Mark Simpson said...

Great point and call for clarification! I am definitely NOT advocating total depravity, I abhore that (IMHO) anti-christian belief.

I am stating that there is good in me, you and the whole world and the source is God who freely shares Himself with all of us, believers and unbelievers, and somehow I - in my own personhood - get to participate in it.

We can't claim the goodness as our own, for we are not on our own! "I live, yet not I, but Christ who lives in me!"

The Apostle Paul stated in 2 Corinthians 5 that he could "regard no one according to the flesh" because he had come to see the union of God and man in Jesus. He saw beauty, new creation, goodness in everyone because of Christ and as an ambassador urgently called everyone to celebrate in their being the goodness that has come from God.

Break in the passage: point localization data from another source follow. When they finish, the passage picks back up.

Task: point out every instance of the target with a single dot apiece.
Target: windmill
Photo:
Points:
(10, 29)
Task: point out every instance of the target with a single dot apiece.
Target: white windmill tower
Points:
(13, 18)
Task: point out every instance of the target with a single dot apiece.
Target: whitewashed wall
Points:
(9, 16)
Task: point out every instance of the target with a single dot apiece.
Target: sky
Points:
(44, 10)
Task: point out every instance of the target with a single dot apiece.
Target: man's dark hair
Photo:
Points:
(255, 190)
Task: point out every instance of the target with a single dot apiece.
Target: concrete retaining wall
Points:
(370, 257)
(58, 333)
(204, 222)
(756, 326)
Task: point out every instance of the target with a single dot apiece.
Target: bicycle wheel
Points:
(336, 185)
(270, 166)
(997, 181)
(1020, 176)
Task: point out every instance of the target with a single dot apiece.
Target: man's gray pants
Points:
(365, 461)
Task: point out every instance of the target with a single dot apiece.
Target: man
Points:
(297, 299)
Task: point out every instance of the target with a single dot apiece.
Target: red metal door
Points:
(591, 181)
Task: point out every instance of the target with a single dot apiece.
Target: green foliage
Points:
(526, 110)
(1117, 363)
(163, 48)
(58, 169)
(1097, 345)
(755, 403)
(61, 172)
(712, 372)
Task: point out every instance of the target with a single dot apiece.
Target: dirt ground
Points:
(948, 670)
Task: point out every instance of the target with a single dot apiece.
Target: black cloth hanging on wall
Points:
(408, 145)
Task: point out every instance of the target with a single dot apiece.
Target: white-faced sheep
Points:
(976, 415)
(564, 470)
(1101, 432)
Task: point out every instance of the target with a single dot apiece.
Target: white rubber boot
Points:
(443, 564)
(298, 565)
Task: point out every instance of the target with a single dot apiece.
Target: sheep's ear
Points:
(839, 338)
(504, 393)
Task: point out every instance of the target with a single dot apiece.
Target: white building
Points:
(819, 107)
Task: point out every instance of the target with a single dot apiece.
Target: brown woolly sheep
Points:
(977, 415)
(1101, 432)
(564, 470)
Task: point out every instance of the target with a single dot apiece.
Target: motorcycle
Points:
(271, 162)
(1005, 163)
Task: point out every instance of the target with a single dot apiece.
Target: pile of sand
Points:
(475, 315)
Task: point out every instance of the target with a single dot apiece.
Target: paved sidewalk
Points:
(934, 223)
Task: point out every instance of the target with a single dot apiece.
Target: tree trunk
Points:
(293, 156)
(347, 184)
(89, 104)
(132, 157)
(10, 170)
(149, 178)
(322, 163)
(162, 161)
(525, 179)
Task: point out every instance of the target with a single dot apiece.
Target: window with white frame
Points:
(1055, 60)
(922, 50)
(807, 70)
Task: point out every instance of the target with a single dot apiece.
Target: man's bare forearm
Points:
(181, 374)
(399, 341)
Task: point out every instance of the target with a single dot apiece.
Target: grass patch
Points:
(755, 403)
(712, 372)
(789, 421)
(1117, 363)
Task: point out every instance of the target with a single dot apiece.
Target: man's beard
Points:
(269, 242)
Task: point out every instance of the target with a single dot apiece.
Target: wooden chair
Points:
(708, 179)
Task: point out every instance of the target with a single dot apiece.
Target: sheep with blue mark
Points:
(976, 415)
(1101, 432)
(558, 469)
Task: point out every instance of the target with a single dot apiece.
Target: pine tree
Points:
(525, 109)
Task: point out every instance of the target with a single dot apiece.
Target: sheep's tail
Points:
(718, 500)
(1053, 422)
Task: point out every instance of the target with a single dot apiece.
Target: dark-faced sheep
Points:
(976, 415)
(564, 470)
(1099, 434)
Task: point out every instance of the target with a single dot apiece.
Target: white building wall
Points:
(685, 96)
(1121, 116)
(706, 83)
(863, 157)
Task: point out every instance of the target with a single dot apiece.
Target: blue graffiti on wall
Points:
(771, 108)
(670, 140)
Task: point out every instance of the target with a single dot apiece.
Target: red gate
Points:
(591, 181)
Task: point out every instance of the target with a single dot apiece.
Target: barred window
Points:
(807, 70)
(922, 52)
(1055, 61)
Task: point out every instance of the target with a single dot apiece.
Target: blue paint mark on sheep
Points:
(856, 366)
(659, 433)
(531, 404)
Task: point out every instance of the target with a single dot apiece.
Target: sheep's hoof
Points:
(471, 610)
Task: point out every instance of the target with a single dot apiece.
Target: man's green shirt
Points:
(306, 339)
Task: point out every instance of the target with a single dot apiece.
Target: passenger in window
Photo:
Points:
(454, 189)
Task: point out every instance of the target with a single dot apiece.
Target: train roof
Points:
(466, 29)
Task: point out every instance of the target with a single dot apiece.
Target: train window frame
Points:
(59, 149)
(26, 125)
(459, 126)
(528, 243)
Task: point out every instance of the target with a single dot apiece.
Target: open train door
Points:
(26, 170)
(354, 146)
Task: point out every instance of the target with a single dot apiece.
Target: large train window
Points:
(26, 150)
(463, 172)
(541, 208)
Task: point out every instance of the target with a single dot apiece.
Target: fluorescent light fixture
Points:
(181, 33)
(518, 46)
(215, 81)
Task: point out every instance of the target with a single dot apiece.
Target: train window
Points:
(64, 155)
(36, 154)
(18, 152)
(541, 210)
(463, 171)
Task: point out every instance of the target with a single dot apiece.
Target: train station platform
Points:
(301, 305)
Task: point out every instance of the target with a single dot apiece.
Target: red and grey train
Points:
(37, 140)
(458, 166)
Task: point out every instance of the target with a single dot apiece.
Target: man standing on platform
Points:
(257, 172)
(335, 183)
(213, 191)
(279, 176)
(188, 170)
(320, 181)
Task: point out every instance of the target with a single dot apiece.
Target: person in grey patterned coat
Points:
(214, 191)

If we could only see that it's not about "ME" and my striving to be acceptable, but that a good God - Father, Son and Spirit - shares with me (and everyone) their goodness and therefore in the final analysis we can all say "I'm good! Yet not I, but Christ who is good in me!".

The greater danger to me, is to see a person as an individual - autonomous - and that they are the source of their goodness. On good hair days they are up and acceptable BUT on bad hair days they crater.

Our goodness does not originate in us and isn't sustained by us - on good and bad hair days consider the Source and rest!